Michigan has been synonymous with the automotive industry for more than a century. Revitalization is in the air, being helped along with an exciting start-up venture based in the small village of Holly, about 55 miles north of Detroit in the heart of car country.
Despite the severe economic downturn in 2009, engineer Jeff Lemke, CEO of Falcon Motorsports, decided to turn his focus from tinkering and retrofitting Vipers and Corvettes and pursue a dream of building his very own supercar. It turned out that Lemke’s timing couldn’t have been better. Many auto experts in the state found themselves with time on their hands and were eager to contribute to the project. The end result, which turned heads at the 2011 North American International Auto Show in Detroit, was an incredible hand-built mid-engine missile with the heart of an American hot rod.
Painstakingly crafted almost entirely out of aluminum, carbon fiber and Kevlar, the Falcon F7 is a “cocktail” of all the cars Lemke’s ever loved: the Ferrari 288 GTO, Lamborghini, Corvette, Dodge Viper, Ford GT. It’s also part fighter jet. Lemke incorporated many features from U.S. fighter aircraft – including the exhaust and the instrument gauges – into the design (the name F7 is even a nod to the F15 jet). The mix of materials used makes the car incredibly lightweight at about 2,800 pounds.
Falcon is building their ninth F7, making this extraordinary vehicle a true hand-crafted ultra-low-production supercar. Lemke says that purchasing a car from his company is a “very intimate experience,” with each car set up exclusively for each individual customer. Some owners want to be on the race track all the time, while others just want to drive around in a statement-making GT car. One gentleman reportedly had his Falcon painted to match the color of his wife’s favorite handbag.
A new Falcon F7 costs approximately $295,000 for the standard 620hp model and $395,000 for the twin-turbo 1100hp version. It’s a lot of car for the money – especially when taking into consideration other carbon-fiber supercars of this caliber sell for significantly more, often into the seven figures.
The unique style of the Falcon F7 prototype caught the eye of a New York businessman, who approached Lemke at the Detroit Auto Show and told him he’d purchase the very first one. He did just that. “The Falcon is kind of out of this world,” he says. “It’s not something you’d normally see on the road. It’s an American exotic car.”
This VIN #001 Falcon Series 1 F7 is painted Sunset Orange – the only F7 sporting that color. The motor is an LS7 427ci with Lingenfelter performance components and a custom carbon-fiber intake manifold with separate plenums for each bank and long runners, creating 620hp and 600 ft/lbs of torque. A removable Targa roof panel exposes the top of the motor – a thing of beauty in its own right – through the massive rear decklid. (That decklid, by the way, is one of the largest single-piece carbon-fiber car panels in existence.)

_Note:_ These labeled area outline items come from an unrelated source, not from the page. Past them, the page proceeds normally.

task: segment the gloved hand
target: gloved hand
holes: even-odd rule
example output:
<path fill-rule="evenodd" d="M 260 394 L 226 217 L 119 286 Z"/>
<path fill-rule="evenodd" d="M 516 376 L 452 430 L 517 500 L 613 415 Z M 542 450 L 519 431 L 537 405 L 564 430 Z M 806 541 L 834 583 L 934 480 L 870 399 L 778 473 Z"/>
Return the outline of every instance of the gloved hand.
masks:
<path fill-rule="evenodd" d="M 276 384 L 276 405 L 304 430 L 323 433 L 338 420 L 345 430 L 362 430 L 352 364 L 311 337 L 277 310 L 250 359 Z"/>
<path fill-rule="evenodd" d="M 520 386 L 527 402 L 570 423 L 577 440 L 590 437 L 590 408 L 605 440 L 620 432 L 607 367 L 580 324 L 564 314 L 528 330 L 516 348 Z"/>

The transaxle is a Ricardo 6-speed, while the suspension is a coilover pushrod system with street-friendly damping, along with lightweight billet aluminum control arms and spindle uprights. This very first F7 uses a StopTech 4-piston braking system with 15-inch rotors front and rear. The 7-foot-wide and 44-inch high supercar has custom Forgeline 5-spoke wheels (10-inch front and 13-inch rear) wrapped in 20-inch Pirelli Pzeros.
Open the door to this Falcon and you’ll see black and orange custom leather from Venzano Interiors, along with custom billet gauges and knobs. Air conditioning, power windows, a keyless ignition and even two pieces of custom luggage add still more appeal to this remarkable car. “It’s a great driver,” says the current owner. “I can take it to the track if I want to, but it’s mostly set up for the street.”
There will be no mistaking the perfectly pitched roar of this 2012 Falcon Series 1 F7 VIN #001 as it motors onto the block at Barrett-Jackson’s Las Vegas auction at No Reserve in September 2015. This remarkable rolling work of art is certain to turn more than a few heads.